Barriss followed his finger, and powered down the speeder, hopping out in a swirl of fabric.
Into the hands of the Jedi once more... He huffed and patted Dak's data pad sitting heavy under his shirt, and then followed.
Luminara remained where she stood in the alley's mouth, halfway between light and shadow. Something about the combination made it hard to focus on her face. "Were you followed?" she said in place of greeting.
Barriss closed her eyes as she stopped in front of her, and then pinched her eyes tighter with a grimace, absently rubbing her temples as she responded, "That speeder's a lot faster than it looks."
Aiden furrowed his brow. 'Barriss, you okay?'
Luminara looked past Barriss' shoulder at the deceptively plain speeder, and something like recognition pulled at her lip. She then trailed her gaze back to Barriss' pinched face and said, "Is something wrong, Padawan?"
Barriss clamped her eyelids tighter still and then hunched over, pressing her hands desperately to her temples. "Something's happening. I don't... I don't know."
Aiden stepped to her and placed his hand between her shoulder blades. "Barriss? Barriss talk to me." 'What's going on?'
The bond flared inside him, and then lit like a flame.
All at once, she doubled over with a small cry, fingers twisting in the fabric of her hood, and icy tendrils gripped his spine as she fell into his arms, clutching at him until he couldn't take his eyes off her. 'Barriss! What's happening?' "Luminara, do something!"
Black fabric began sedately shuffling in the corner of his vision. "Be at peace, slicer, she will be fine. She is merely a victim of her own mental strength."
He held Barriss tightly. "What the blazes are you talking about?"
The black fabric swished to a stop next to them, and Luminara's oddly cold eyes stared down at him. Since when was she taller than him? "You are fortunate. Your mind is weak. It does not struggle." She shifted her gaze to Barriss. "Her mind is strong. It struggles against the illusion."
He looked at her, and couldn't stop the glare that settle in. "What illusion?"
"This one." She pulled her saber from her waist and ignited the blade, the red blade, straight through Barriss' abdomen.
The crimson shard burst all the way through and out her back, and she seized in his arms, eyes flying open impossibly wide as her mouth opened in silent scream.
The world stopped.
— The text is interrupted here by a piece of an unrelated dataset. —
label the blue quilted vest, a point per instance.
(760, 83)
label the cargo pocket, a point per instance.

Fire lit every nerve in his body. A liquid stream burned through his core, every muscle in his body contracting as the bond screamed inside him as if he had been stabbed right along with her. And together, they fell to the cold durasteel, shimmering eyes locking with each other. 'Barriss!' He mouthed the words desperately, lungs frozen in the pain searing through the bond from the inside out.
And there above them, staring down with eyes no longer violet, was not Luminara, but Palpatine.
Cracked lips pulled back as yellow eyes burned beneath a black hood that no longer resembled Luminara's headdress. And in a voice more chilling than the night seeping into Aiden's bones through the steel floor, he spoke. "At last we meet, my young friend."
Aiden gasped uselessly against the fire as he stared wide-eyed, unable to lift his head from the cold durasteel, and Palpatine lifted a single hand from within black sleeves, eerie light forming at the ends of his fingers. "Sleep now."
The light exploded from his fingers, and Aiden's world went dark.